Tidyverse R package

Posted on December 23, 2018 by swk

library(tidyverse)

Tidyverse is a collection of R packages for the comfortable cleanup of data. Loading the package tidyverse will laod the core tidyverse packages: tibble, tidyr, readr, purrr, and dplyr. You can of course also load each package individually.

Intro

Tidyverse is optimized for interactive workflow with data
Each function does one thing easy and well
Basic idea: action(data, some_arguments) or data %>% action(some_arguments)
Everything works with tibbles
Web page: http://tidyverse.org/
Workshop page (withe example scripts): http://bodowinter.com/carpentry/index.html

Core packages

tibble

A modern version of dataframes
The first argument of every tidyverse function and what every tidyverse function returns
Tibbles use characters instead of factors for texts
Tibbles have nicer printout than normal dataframes: show data type of columns, number of rows, only the first few rows/columns not all of the data

 mynames <- c('bla', 'jkl', 'xyz', 'asdf', 'asdf')
 age <- c(NA, 30, 20, 25, 18)
 pre <- round(rnorm(length(mynames)), 2)
 post <- round(rnorm(length(mynames)), 2)
 mydata <- tibble(mynames, age, pre, post)  # create tibble from data
 mydf <- data.frame(mynames, age, pre, post)
 as_tibble(mydf)  # convert data frame into tibble

readr

Does the same as read.csv from base R, it reads a csv file
Faster
Automatically creates tibbles
Progress bar for big files

 read_csv('somefile.csv')

tidyr

A data frame is a rectangular array of variables (columns) and observations (rows)
A tidy data frame is a data frame where…
** Each variable is in a column.
** Each observation is a row.
** Each value is a cell.
Wide format: a row has many entries for observations, e.g., time-series in columns T0, T1, T2, …
Long format: each observation is a separate row, time is a new column, e.g., row1 is T0, row2 is T1, row3 is T2
Two functions: gather() to convert from wide format to long format and spread() to convert from wide format to long format

 # Convert to long format, so that every observation is one row,
 # with either the text 'pre' or 'post' in the column 'exam'
 # and the value that was in pre or post now in the column 'score'
 tidydf <- gather(mydata, exam, score, pre:post)

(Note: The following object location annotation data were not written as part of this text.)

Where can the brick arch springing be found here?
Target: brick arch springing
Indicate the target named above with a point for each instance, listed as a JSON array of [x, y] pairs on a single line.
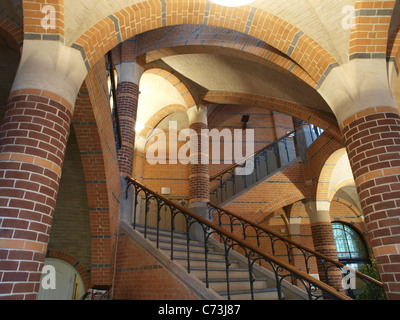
[[149, 15], [159, 116], [181, 40], [72, 261], [11, 33], [289, 108], [322, 192]]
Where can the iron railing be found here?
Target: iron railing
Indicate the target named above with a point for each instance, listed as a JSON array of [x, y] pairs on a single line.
[[272, 242], [274, 156], [156, 209]]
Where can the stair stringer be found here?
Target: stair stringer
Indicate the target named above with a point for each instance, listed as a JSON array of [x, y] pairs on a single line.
[[292, 292], [176, 270], [261, 181]]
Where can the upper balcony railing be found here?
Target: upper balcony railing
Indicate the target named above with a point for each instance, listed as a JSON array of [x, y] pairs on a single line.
[[274, 156], [286, 249], [162, 211]]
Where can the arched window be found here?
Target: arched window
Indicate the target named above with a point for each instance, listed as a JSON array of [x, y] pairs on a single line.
[[350, 246]]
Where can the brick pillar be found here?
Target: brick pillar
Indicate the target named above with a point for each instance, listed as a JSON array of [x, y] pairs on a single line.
[[372, 138], [304, 136], [127, 101], [324, 243], [199, 175], [33, 138]]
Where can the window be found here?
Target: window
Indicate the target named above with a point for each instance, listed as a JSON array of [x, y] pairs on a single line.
[[350, 246]]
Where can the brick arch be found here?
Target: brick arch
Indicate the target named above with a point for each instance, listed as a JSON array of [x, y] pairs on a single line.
[[178, 84], [322, 193], [153, 14], [11, 34], [369, 36], [159, 116], [393, 46], [295, 110], [181, 40], [72, 261], [285, 200], [98, 183]]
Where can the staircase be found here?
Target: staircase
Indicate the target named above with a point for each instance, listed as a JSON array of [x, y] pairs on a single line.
[[203, 254]]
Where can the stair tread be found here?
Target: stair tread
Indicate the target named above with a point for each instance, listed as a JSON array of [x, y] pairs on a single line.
[[232, 279], [237, 292], [141, 226], [193, 251]]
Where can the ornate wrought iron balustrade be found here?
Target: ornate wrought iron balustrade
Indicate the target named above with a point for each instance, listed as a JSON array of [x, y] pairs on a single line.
[[158, 211], [286, 249]]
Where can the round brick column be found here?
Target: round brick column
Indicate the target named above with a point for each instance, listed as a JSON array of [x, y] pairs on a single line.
[[33, 137], [199, 175], [324, 243], [372, 138], [127, 101], [129, 74]]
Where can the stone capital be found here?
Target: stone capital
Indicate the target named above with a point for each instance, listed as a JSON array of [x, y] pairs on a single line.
[[51, 66], [129, 72], [198, 114]]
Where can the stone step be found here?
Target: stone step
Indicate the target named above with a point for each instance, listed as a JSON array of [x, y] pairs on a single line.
[[236, 284], [211, 262], [259, 294]]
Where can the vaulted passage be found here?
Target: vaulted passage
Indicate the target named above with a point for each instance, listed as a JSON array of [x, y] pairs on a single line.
[[170, 150]]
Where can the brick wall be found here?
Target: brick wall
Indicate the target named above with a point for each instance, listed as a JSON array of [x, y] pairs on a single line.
[[72, 212], [139, 276]]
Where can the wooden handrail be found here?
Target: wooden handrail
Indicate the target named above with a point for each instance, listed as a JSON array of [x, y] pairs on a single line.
[[336, 263], [251, 156], [323, 286]]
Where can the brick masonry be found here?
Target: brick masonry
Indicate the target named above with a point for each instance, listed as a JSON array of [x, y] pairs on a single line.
[[199, 174], [127, 101], [139, 276], [372, 139], [33, 138]]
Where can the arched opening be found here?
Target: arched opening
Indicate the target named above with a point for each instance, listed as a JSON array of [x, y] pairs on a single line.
[[350, 246], [61, 282]]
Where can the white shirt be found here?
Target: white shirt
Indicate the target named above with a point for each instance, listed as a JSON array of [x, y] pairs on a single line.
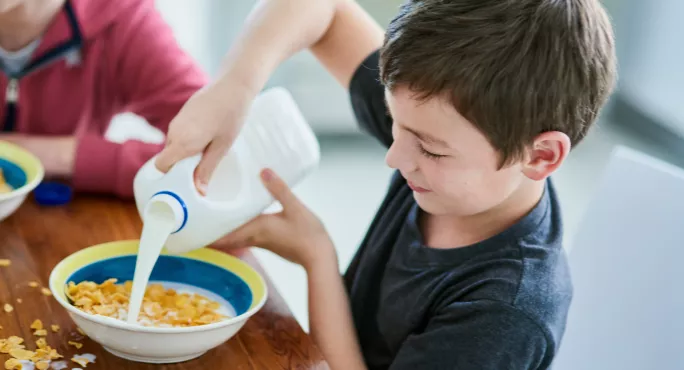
[[14, 61]]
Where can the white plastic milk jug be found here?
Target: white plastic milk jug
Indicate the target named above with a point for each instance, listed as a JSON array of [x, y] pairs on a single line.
[[275, 135]]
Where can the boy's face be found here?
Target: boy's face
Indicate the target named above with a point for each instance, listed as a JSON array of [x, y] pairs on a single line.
[[450, 165]]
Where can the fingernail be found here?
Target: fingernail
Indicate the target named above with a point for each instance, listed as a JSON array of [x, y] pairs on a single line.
[[267, 175], [202, 187]]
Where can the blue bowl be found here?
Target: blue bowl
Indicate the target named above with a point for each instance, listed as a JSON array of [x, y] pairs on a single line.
[[218, 275]]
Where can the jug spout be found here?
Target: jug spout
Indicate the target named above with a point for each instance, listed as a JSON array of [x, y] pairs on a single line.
[[169, 207]]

 # From tidydf create the same thing back that we had in mydata (wide format)
 spread(tidydf, exam, score)

Easily split columns with separate() and merge with unite()
court # tibble with lots of comma-separated text in one column ‘text’

 # Split it into 14 columns with the names A-N, 
 # Convert = True -> try to guess the datatypes, otherwise everything would be characters
 court <- separate(court, text, into = LETTERS[1:14], convert = T)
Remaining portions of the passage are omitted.